Eryk Sun <[email protected]> added the comment:
> Even some well known locale names still use the utf-8 code page. Most
> seem to uncommon, but at least es-BR (Brazil) does and would still
> fall victim to these UCRT bugs.
es-BR is a custom locale for the Spanish language in Brazil, as opposed to the
common Portuguese locale (pt-BR). It's a Unicode-only locale, which means its
ANSI codepage is 0. Since 0 is CP_ACP, its effective ANSI codepage is the
system or process ANSI codepage.
For example:
>>> kernel32 = ctypes.WinDLL('kernel32', use_last_error=True)

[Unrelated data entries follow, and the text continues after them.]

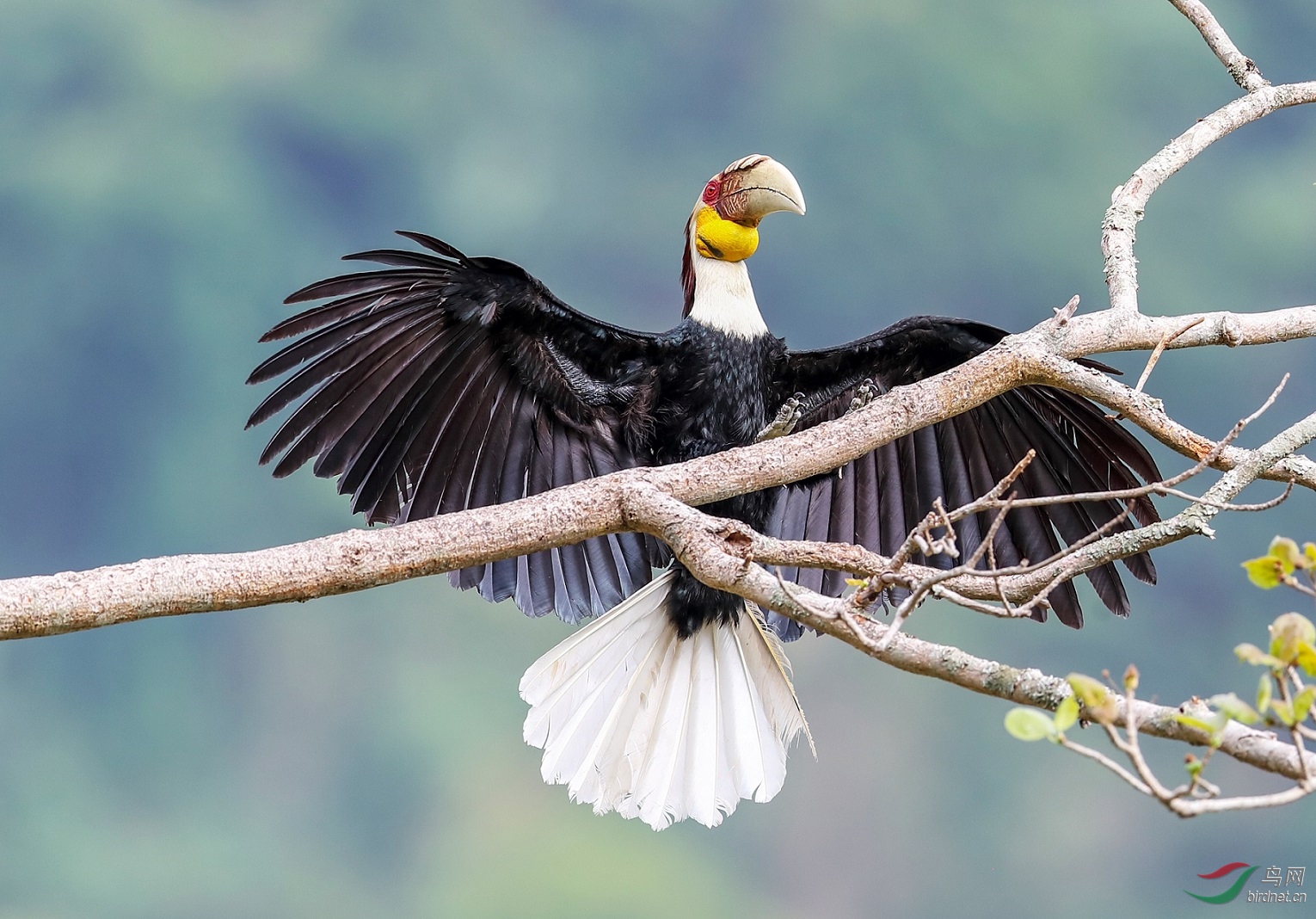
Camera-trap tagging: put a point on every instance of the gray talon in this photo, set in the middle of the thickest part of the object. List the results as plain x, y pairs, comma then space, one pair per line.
787, 416
864, 395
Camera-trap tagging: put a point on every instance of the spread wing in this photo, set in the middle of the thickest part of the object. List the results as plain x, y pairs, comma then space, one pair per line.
442, 384
876, 499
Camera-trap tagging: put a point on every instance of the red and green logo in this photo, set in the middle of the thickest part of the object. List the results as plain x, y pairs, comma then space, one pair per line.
1234, 889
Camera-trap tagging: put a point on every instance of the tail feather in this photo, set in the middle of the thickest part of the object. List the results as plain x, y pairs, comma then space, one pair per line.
637, 720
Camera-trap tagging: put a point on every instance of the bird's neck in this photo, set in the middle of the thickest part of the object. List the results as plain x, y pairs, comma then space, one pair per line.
723, 298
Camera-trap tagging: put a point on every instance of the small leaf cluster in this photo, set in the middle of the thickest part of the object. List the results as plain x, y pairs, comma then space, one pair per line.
1089, 695
1281, 563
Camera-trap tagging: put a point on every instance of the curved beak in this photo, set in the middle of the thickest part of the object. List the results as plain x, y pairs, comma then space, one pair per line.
757, 186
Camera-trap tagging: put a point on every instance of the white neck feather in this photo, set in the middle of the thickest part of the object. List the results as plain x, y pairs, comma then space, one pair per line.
724, 298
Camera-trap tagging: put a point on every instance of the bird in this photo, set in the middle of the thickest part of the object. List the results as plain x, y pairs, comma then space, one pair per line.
441, 382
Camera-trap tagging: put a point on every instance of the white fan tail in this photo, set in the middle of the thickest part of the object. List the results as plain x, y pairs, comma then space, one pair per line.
637, 720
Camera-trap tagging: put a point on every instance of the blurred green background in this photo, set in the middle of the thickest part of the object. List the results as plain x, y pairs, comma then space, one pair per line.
170, 169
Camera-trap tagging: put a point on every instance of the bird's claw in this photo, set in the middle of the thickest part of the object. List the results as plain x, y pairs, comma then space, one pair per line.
787, 416
862, 397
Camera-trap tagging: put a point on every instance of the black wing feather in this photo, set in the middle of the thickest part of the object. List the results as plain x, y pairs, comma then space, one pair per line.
893, 487
441, 384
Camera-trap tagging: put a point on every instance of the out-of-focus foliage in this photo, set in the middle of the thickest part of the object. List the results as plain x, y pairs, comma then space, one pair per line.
170, 169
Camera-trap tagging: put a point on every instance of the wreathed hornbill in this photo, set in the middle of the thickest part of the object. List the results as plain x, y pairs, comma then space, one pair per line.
445, 382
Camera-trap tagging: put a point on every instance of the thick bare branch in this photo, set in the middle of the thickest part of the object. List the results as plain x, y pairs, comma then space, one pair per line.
1239, 65
1129, 199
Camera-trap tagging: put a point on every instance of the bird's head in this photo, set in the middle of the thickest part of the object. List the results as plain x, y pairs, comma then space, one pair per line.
725, 220
724, 224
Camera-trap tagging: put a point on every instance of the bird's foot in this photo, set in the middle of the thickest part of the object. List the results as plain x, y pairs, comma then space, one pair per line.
862, 397
787, 416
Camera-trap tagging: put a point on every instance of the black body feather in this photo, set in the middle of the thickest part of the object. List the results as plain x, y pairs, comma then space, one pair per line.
446, 382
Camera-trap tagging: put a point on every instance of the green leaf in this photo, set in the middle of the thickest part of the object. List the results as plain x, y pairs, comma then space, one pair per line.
1234, 707
1251, 653
1285, 551
1067, 714
1307, 658
1303, 705
1288, 633
1030, 725
1097, 700
1265, 571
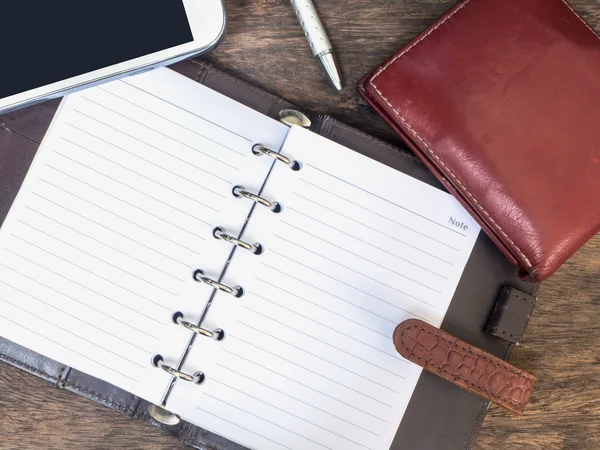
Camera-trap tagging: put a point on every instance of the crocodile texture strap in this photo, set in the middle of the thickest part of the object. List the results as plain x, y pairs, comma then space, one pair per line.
464, 365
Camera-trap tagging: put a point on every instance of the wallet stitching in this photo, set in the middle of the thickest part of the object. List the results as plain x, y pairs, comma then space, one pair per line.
427, 146
503, 364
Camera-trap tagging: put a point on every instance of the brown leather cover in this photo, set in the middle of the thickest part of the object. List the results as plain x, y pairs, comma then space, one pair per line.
457, 415
500, 98
464, 365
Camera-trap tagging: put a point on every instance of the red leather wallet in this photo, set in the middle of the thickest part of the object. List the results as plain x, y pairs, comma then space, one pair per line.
501, 100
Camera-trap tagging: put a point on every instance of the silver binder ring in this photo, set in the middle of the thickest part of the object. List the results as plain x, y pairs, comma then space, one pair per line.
237, 291
220, 233
239, 191
217, 334
259, 149
197, 378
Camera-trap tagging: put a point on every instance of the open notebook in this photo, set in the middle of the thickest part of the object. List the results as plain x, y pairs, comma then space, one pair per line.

>>> buf = (ctypes.c_wchar * 10)()
Portuguese in Brazil uses codepage 1252 as its ANSI codepage:
>>> n = kernel32.GetLocaleInfoEx('pt-BR', 0x1004, buf, 10)
>>> buf.value
'1252'
Spanish in Brazil uses CP_ACP:
>>> n = kernel32.GetLocaleInfoEx('es-BR', 0x1004, buf, 10)
>>> buf.value
'0'
hi-IN (Hindi, India) is a common Unicode-only locale:
>>> n = kernel32.GetLocaleInfoEx('hi-IN', 0x1004, buf, 10)
>>> buf.value
'0'
ucrt has switched to using UTF-8 for Unicode-only locales:
>>> locale.setlocale(locale.LC_CTYPE, 'hi_IN')
'hi_IN'
>>> ucrt = ctypes.CDLL('ucrtbase', use_errno=True)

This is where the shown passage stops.